3 February 2012

Pad Thai

Low tide at the Phang Nga Caves Christmas Day 2004 
Luckily for us the Evason Spa Retreat on Phuket is situated on a steep hillside. It was around 10.00 am on boxing day and yet another beautiful day in paradise. We had spent the previous day, Christmas day exploring the Phang Nga Bay National Park in small canoes wandering in and out of flooded lagoons and caves so low we could only go in at low tide and even then we had to lie flat in the boat as the boatman steered us along with his feet on the roof. Its where the James Bond movie "The Man with the Golden Gun" was filmed and is unforgettable scenery! This morning we had just packed our bags and booked a taxi, ready for our immanent departure to the airport for the short flight across the Southern Thailand peninsula to Kho Samui so just time for a late hotel breakfast served in the idillic poolside restaurant down the hill right beside the sea.

The destroyed jetty and capsized boats, Boxing Day 
Breakfast was an elaborate affair with a dazzling choice of Western and Asian dishes on offer at the buffet but bacon, eggs and sausages somehow seemed slightly incongruous with the setting, the warm breeze and the bright sunshine so we usually plumbed for the Asian choice of Pad Thai. Ominously the Thai chefs who we used to chat to every morning were not their usual cheery selves and even remarking on the odd grey colour of the sea and warning against swimming today. As we sat there tucking into the noodles our experience of the 2004 Indian Ocean tsunami suddenly and without warning began to unfold. A dramatic drop in sea level was closely followed by a destructive wave bubbling unnaturally and sweeping perpendicularly in front of us destroying a wooden jetty, capsizing and smashing mored boats and throwing several people into the sea. The wave continued on to flood the infinity swimming pool depositing a shoal of large bewildered and dazed fish in it. Pandamonium broke out as attempts were made to rescue the people in the water whilst the Tannoy crackled out hysterical warnings for us to leave the restaurant area immediately and head back up the hill to the relative safety of the main hotel buildings. So began several dramatic days as the full tragedy and horror of what had happened slowly began to dawn....
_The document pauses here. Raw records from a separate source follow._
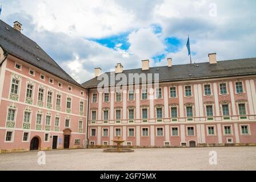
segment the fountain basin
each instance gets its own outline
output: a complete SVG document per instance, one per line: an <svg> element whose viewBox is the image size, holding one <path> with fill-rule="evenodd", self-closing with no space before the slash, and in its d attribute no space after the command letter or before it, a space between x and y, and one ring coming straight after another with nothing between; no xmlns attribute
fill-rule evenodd
<svg viewBox="0 0 256 182"><path fill-rule="evenodd" d="M129 149L129 148L121 148L119 150L117 150L117 148L107 148L104 149L103 152L110 152L110 153L125 153L125 152L133 152L134 151L134 150Z"/></svg>

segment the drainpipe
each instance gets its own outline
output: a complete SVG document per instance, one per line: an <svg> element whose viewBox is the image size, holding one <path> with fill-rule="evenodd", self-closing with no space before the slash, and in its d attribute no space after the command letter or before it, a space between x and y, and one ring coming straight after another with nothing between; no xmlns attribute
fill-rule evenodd
<svg viewBox="0 0 256 182"><path fill-rule="evenodd" d="M89 139L88 138L88 131L89 131L89 127L88 125L89 123L89 106L90 106L90 93L89 93L90 89L87 91L87 125L86 125L86 140L87 140L87 148L89 147Z"/></svg>

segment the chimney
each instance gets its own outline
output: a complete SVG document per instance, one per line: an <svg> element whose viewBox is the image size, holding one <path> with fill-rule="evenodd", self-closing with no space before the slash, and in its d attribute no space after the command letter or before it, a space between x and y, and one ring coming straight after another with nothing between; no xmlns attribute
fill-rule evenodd
<svg viewBox="0 0 256 182"><path fill-rule="evenodd" d="M15 21L13 23L13 28L14 28L15 30L17 30L19 31L21 31L22 26L22 24L18 21Z"/></svg>
<svg viewBox="0 0 256 182"><path fill-rule="evenodd" d="M171 57L167 59L167 63L168 67L171 67L171 61L172 61L172 60L171 60Z"/></svg>
<svg viewBox="0 0 256 182"><path fill-rule="evenodd" d="M142 70L149 70L149 60L142 60L141 61L142 63Z"/></svg>
<svg viewBox="0 0 256 182"><path fill-rule="evenodd" d="M210 64L217 64L217 60L216 59L216 53L211 53L208 54L209 57Z"/></svg>
<svg viewBox="0 0 256 182"><path fill-rule="evenodd" d="M101 68L94 68L94 77L97 77L101 75Z"/></svg>
<svg viewBox="0 0 256 182"><path fill-rule="evenodd" d="M117 63L117 65L115 67L115 73L120 73L123 72L123 67L121 63Z"/></svg>

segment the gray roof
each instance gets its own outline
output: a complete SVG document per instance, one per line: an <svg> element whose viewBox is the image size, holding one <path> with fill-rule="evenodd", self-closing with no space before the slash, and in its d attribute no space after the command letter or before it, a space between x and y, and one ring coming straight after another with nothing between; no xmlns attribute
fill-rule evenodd
<svg viewBox="0 0 256 182"><path fill-rule="evenodd" d="M127 78L129 73L140 75L142 73L159 73L159 82L254 75L256 74L256 58L220 61L218 61L217 64L210 64L209 62L207 62L174 65L171 67L167 66L153 67L150 68L147 71L142 71L141 68L133 69L124 70L123 72ZM110 72L106 73L109 77L110 76ZM153 80L154 81L154 76ZM119 81L116 81L115 84L117 84ZM129 81L130 82L130 80ZM95 88L100 82L101 81L97 80L96 77L85 82L82 85L87 88Z"/></svg>
<svg viewBox="0 0 256 182"><path fill-rule="evenodd" d="M66 73L35 42L1 20L0 46L9 54L69 82L82 87Z"/></svg>

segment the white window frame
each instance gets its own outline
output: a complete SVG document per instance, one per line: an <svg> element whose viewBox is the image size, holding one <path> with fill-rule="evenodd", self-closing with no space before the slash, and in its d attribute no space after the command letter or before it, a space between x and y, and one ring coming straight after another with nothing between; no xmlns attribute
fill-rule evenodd
<svg viewBox="0 0 256 182"><path fill-rule="evenodd" d="M157 134L157 129L163 129L163 135L162 136L158 136ZM155 136L157 137L163 137L165 136L165 129L163 127L155 127Z"/></svg>
<svg viewBox="0 0 256 182"><path fill-rule="evenodd" d="M189 135L189 127L193 127L193 131L194 131L194 135ZM195 136L195 126L186 126L186 134L187 136Z"/></svg>
<svg viewBox="0 0 256 182"><path fill-rule="evenodd" d="M230 134L225 134L225 126L230 126ZM222 125L222 129L223 129L223 136L233 136L233 129L232 125Z"/></svg>
<svg viewBox="0 0 256 182"><path fill-rule="evenodd" d="M178 135L173 135L173 128L178 129ZM171 136L172 137L179 137L179 129L178 126L171 126Z"/></svg>
<svg viewBox="0 0 256 182"><path fill-rule="evenodd" d="M20 68L16 68L16 65L19 65ZM19 63L18 62L15 62L14 68L17 69L18 69L19 71L22 71L22 64L21 64L21 63Z"/></svg>
<svg viewBox="0 0 256 182"><path fill-rule="evenodd" d="M92 135L92 129L95 129L95 136ZM90 136L96 137L97 136L97 129L96 127L91 127L90 129Z"/></svg>
<svg viewBox="0 0 256 182"><path fill-rule="evenodd" d="M129 129L133 129L133 136L130 136L130 134L129 134ZM127 137L135 137L136 136L136 134L135 134L135 127L127 127Z"/></svg>
<svg viewBox="0 0 256 182"><path fill-rule="evenodd" d="M213 131L214 132L214 134L210 134L209 133L208 127L213 127ZM206 131L207 131L207 136L216 136L216 127L215 125L206 125Z"/></svg>
<svg viewBox="0 0 256 182"><path fill-rule="evenodd" d="M27 136L27 140L26 141L24 141L24 140L23 140L23 138L24 138L24 133L29 133L29 135L28 135L28 136ZM23 131L23 133L22 133L22 138L21 142L24 142L24 143L30 142L30 133L31 133L30 131Z"/></svg>
<svg viewBox="0 0 256 182"><path fill-rule="evenodd" d="M30 71L32 71L32 72L34 72L34 75L33 74L31 74L30 73ZM31 68L29 68L29 75L31 75L31 76L35 76L35 71L34 70L34 69L31 69Z"/></svg>
<svg viewBox="0 0 256 182"><path fill-rule="evenodd" d="M11 134L11 140L10 141L6 141L6 135L7 135L7 132L12 132L12 134ZM13 143L14 140L14 135L15 135L15 131L14 130L6 130L5 131L5 138L4 138L4 141L5 143Z"/></svg>
<svg viewBox="0 0 256 182"><path fill-rule="evenodd" d="M242 126L247 126L247 130L248 130L248 134L243 134L242 133ZM250 125L249 124L240 124L240 135L242 136L249 136L251 135L251 129L250 128Z"/></svg>

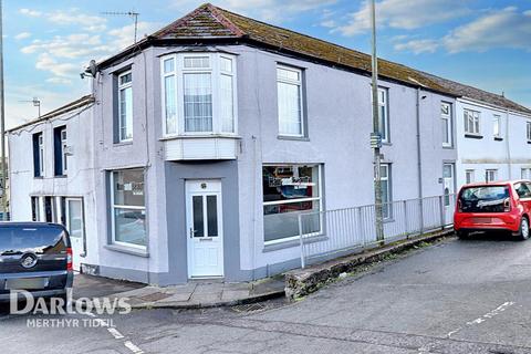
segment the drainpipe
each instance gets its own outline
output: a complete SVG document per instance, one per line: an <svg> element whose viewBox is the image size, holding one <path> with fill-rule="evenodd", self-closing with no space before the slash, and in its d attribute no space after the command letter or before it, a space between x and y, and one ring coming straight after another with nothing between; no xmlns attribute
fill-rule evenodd
<svg viewBox="0 0 531 354"><path fill-rule="evenodd" d="M509 168L509 179L512 179L511 144L509 143L509 110L506 110L506 146L507 146L507 167Z"/></svg>
<svg viewBox="0 0 531 354"><path fill-rule="evenodd" d="M424 205L423 205L423 153L420 147L420 87L417 87L417 174L418 174L418 200L420 207L420 233L424 233Z"/></svg>

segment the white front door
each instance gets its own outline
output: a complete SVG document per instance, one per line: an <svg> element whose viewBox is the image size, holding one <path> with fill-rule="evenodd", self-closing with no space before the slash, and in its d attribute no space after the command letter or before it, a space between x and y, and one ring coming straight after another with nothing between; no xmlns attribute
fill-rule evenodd
<svg viewBox="0 0 531 354"><path fill-rule="evenodd" d="M66 198L66 229L72 243L72 266L80 271L81 254L85 252L85 222L83 220L83 199Z"/></svg>
<svg viewBox="0 0 531 354"><path fill-rule="evenodd" d="M445 164L442 166L442 185L445 188L442 202L445 205L446 225L454 222L454 210L456 208L456 189L454 175L454 164Z"/></svg>
<svg viewBox="0 0 531 354"><path fill-rule="evenodd" d="M186 181L188 277L223 277L221 181Z"/></svg>

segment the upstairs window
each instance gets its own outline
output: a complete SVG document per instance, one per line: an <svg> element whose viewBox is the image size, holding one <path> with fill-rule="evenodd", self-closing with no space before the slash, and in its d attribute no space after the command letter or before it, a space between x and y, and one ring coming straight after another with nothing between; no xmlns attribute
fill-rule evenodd
<svg viewBox="0 0 531 354"><path fill-rule="evenodd" d="M44 136L33 134L33 176L44 177Z"/></svg>
<svg viewBox="0 0 531 354"><path fill-rule="evenodd" d="M277 65L279 135L304 136L302 71Z"/></svg>
<svg viewBox="0 0 531 354"><path fill-rule="evenodd" d="M479 135L479 112L465 110L465 133Z"/></svg>
<svg viewBox="0 0 531 354"><path fill-rule="evenodd" d="M118 143L133 139L133 74L118 75Z"/></svg>
<svg viewBox="0 0 531 354"><path fill-rule="evenodd" d="M197 53L162 59L165 135L236 133L236 61Z"/></svg>
<svg viewBox="0 0 531 354"><path fill-rule="evenodd" d="M501 116L498 114L492 116L492 135L494 138L501 138Z"/></svg>
<svg viewBox="0 0 531 354"><path fill-rule="evenodd" d="M451 105L449 103L440 104L440 118L442 123L442 146L449 147L452 142Z"/></svg>
<svg viewBox="0 0 531 354"><path fill-rule="evenodd" d="M65 176L69 168L66 127L60 126L53 129L53 162L55 176Z"/></svg>
<svg viewBox="0 0 531 354"><path fill-rule="evenodd" d="M498 169L487 169L485 171L485 180L486 181L498 180Z"/></svg>

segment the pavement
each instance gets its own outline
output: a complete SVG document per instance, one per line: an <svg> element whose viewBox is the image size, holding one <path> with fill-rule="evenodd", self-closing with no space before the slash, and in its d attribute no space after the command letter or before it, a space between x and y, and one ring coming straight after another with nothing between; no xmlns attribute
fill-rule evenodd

The Pad Thai we were eating for breakfast on that memorable morning is now one of Thailand's national dishes available on every street corner but this was not always the case. Originally introduced from Vietnam rice noodles have been eaten in Thailand for centuries but it was not until a government initiative in the 30's and 40's to ween the population off its high rice dependency and encourage the production of rice noodles so there would be more rice available for international export that they became really popular. It is a stir fried dish with rice noodles, garlic, chilli and tamarind and any combination of bean sprouts, prawns, chicken and tofu, garnished with crushed peanuts, spring onion, coriander and lime.

(Serves 4):

250 g Rice noodles
500 g King Prawns peeled and cooked
2 tbsp fish sauce
2 tbsp tamarind paste
2 tbsp palm or brown sugar
2 tbsp Fish sauce
2 eggs beaten
200 g Bean sprouts
2 Carrots
Juice of 1 Lime
2 Garlic cloves peeled and crushed
1 tbsp Chilli paste

2 Spring Onions
50 g Crushed roast Peanuts
Roughly torn Coriander
Lime wedges
3 tbsp Peanut or Rapeseed Oil

Heat 3 tbsps oil in a wok until quite hot. Meanwhile prepare the rice noodles as per the pack instructions. (Normally soak for 10 - 15 minutes in warm water - save a little of the water in case noodles become too dry). Mix lime juice, tamarind paste, palm sugar and fish sauce in a bowl. Fry the garlic and chilli in the wok and cook for 2 minutes but do not allow to burn. Add carrots and fry till slightly soft then add the liquid mixture and stir for about a minute, reduce slightly. Add beaten egg and scramble until almost cooked. Throw in prawns, bean sprouts, spring onion and drained noodles and toss well. Check for seasoning if more salt required sprinkle fish sauce over. Turn out onto serving dish and garnish with coriander, lime wedges and peanuts.